龙虾之父一条推文,Loop 时代终结?
16 小时前 / 阅读约9分钟
来源:36kr
2026年Peter宣告循环工程时代终结,转向图。Loop Engineering成AI编程热门概念,源于Ralph方法。Codex等推出/goal命令,循环用于周期性及长期任务。未来趋势是设计由多个循环组成的图。

“我们还在讨论循环,还是已经转向图了?”

2026 年 7 月 18 日,Peter Steinberger 在 X 平台上用这一句话,悄然宣告了循环工程时代的终结。这条帖子在发布后的两天内获得了 260 万浏览。

六周前,他用“设计能提示 Agent 的循环”获得了 840 万浏览,让全球开发者意识到提示工程的时代正在过去,循环工程才是新的方向。

两条帖子,累计浏览量超过 1100 万次,把 AI 编程领域最热门的讨论推向了下一个节点。

循环的崛起

过去一个月,“Loop Engineering(循环工程)”迅速成为 AI 编程领域的热门概念。
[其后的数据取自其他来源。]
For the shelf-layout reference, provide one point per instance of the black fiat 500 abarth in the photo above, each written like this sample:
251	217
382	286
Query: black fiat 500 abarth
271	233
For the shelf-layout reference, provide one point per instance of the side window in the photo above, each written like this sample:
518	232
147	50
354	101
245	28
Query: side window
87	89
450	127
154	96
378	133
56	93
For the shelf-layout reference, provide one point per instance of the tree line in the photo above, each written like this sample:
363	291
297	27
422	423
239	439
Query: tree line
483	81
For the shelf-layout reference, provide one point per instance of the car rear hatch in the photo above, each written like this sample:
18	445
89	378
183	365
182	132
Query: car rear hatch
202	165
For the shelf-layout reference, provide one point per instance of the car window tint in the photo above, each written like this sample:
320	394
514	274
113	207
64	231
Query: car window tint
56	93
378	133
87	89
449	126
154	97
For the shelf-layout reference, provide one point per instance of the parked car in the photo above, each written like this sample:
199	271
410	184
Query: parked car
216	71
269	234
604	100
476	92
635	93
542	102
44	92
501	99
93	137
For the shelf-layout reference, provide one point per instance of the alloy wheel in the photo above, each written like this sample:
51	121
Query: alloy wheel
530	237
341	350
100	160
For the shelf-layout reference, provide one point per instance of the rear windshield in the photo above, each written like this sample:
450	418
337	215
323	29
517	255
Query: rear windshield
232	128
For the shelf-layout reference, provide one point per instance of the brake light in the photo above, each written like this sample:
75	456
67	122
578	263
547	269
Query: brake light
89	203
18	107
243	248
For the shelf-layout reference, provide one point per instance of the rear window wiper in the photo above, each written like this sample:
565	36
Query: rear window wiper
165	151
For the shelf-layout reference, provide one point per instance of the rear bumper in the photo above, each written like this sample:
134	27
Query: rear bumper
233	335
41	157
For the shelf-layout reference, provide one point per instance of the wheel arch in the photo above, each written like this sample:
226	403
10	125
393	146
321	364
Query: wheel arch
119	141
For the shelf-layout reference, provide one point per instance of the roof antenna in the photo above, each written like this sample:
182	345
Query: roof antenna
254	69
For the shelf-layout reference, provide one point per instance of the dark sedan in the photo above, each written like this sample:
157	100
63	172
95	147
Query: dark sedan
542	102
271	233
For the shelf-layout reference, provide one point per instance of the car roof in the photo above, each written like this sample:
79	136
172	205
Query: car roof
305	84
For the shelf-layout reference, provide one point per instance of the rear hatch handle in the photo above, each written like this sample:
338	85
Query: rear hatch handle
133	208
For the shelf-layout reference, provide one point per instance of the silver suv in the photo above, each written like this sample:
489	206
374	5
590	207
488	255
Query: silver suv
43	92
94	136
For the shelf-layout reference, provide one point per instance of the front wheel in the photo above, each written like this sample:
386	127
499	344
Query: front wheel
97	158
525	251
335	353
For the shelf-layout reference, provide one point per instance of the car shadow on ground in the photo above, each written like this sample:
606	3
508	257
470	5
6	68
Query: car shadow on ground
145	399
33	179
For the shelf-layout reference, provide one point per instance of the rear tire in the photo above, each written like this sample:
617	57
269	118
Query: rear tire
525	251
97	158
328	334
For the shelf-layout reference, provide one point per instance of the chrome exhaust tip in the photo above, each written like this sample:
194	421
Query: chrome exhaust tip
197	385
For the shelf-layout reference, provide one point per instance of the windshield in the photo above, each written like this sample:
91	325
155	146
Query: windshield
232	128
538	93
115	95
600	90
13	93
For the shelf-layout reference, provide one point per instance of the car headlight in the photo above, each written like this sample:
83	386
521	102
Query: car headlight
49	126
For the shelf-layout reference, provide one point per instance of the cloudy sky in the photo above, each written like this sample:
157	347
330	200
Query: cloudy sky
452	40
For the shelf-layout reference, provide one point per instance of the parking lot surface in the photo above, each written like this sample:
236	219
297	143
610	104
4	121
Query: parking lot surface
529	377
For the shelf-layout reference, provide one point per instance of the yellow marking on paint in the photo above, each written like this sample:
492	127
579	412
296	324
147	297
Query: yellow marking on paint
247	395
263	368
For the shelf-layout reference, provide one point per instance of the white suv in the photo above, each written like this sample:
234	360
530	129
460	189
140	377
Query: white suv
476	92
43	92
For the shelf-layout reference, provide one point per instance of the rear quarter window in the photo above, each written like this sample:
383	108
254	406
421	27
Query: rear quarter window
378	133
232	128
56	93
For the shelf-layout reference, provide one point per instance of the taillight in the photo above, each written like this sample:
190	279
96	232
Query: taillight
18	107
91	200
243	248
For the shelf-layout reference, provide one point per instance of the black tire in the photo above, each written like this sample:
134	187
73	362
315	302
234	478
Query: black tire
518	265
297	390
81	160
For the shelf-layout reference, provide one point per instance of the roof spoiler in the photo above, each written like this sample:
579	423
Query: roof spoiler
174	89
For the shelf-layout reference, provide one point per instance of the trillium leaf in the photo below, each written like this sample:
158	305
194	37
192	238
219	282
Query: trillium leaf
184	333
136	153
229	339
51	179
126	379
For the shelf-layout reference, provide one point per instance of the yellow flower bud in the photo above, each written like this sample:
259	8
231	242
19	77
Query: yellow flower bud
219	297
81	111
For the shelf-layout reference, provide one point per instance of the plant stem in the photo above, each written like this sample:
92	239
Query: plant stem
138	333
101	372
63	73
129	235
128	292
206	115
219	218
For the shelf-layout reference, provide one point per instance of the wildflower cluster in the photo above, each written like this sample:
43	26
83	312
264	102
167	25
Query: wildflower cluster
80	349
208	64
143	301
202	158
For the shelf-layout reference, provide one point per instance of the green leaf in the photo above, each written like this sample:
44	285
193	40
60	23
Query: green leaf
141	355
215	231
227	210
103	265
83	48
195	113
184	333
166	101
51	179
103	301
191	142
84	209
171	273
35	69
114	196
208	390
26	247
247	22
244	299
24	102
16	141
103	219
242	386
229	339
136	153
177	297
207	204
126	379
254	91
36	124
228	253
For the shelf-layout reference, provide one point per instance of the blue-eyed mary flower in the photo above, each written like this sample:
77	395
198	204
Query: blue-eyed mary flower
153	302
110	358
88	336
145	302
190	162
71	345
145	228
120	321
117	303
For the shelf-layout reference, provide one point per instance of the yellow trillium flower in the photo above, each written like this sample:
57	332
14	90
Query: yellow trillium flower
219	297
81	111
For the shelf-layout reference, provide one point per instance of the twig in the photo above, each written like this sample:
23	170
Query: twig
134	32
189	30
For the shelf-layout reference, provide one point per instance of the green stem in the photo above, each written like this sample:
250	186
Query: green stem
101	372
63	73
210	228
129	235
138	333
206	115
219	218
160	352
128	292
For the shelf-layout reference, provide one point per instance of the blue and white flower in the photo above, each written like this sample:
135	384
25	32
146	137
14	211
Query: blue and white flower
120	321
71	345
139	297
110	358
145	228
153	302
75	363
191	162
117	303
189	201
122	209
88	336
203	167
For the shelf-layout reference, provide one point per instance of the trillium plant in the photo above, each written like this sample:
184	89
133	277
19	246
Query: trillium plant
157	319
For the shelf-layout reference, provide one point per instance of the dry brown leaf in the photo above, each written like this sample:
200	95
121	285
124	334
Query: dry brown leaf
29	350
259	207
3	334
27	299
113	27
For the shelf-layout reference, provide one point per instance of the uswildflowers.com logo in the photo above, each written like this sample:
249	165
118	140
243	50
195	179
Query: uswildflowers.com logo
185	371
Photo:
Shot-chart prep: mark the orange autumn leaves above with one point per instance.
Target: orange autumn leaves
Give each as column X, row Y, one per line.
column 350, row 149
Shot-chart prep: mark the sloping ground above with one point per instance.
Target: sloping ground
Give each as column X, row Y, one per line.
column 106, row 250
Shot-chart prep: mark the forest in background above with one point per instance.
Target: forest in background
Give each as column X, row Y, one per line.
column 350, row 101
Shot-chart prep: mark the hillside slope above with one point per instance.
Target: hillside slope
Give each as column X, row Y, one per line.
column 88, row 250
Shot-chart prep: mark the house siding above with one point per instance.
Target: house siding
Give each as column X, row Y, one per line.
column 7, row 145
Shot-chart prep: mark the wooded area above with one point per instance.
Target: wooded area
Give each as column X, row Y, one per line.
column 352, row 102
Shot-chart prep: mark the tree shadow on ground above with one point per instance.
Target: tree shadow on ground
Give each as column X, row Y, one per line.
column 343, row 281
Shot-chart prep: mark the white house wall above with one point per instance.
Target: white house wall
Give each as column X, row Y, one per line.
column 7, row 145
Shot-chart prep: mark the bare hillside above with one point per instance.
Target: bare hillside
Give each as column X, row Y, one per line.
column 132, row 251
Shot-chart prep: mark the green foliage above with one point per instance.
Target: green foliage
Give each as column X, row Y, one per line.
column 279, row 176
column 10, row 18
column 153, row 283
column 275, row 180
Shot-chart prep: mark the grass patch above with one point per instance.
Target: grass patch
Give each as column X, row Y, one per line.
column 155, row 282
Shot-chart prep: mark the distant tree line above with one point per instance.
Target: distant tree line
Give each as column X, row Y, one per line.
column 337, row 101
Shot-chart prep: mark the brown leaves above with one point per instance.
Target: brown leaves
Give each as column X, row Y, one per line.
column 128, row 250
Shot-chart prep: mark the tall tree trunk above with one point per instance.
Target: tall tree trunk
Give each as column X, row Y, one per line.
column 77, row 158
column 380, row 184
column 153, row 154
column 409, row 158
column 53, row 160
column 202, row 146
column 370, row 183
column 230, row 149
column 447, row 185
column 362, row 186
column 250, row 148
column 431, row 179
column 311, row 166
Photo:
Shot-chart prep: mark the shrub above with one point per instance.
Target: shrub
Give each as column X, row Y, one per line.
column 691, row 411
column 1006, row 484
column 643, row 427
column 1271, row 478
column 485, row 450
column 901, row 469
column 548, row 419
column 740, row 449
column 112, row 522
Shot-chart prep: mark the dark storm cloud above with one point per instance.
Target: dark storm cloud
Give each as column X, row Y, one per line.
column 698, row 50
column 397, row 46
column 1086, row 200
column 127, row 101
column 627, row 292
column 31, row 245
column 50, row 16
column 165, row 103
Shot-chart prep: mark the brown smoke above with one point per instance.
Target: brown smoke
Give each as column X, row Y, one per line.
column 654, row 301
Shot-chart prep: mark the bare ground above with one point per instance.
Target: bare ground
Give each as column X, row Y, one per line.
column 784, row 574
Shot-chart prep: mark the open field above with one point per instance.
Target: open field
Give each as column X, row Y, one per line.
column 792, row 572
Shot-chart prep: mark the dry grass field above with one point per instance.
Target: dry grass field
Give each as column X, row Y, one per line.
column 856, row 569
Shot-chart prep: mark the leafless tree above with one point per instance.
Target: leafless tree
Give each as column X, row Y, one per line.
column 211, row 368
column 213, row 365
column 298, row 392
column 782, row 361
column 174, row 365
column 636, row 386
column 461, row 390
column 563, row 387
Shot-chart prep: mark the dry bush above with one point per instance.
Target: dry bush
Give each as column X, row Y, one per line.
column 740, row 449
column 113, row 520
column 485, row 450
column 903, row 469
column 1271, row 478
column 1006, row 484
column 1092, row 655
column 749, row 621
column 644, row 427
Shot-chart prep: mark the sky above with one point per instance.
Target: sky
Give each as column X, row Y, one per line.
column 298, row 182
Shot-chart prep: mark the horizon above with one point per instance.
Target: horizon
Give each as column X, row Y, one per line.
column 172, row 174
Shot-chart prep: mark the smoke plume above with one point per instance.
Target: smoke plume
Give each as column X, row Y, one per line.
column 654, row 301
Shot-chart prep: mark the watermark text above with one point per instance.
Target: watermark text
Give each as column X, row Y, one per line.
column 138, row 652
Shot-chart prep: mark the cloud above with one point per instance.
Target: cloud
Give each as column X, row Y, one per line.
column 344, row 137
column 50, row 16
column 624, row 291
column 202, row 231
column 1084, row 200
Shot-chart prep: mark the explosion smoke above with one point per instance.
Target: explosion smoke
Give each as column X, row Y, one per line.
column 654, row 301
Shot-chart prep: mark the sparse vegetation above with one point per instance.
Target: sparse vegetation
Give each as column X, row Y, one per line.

但它真正的起源,要追溯到一年前。2025 年 7 月,软件工程师 Geoffrey Huntley 提出了一种被他称作“Ralph”的方法——一个简单的 Bash 循环,让 Claude 反复执行任务直到目标达成:

while :; do cat PROMPT.md | claude-code ; done

Ralph 方法的核心在于绕过上下文窗口的限制。当时是 2025 年中期,上下文窗口的最大为 20 万 Token。这对于更复杂的任务来说远远不够,因此需要将 Agent 运行拆分为更小的运行单元,然后逐个运行。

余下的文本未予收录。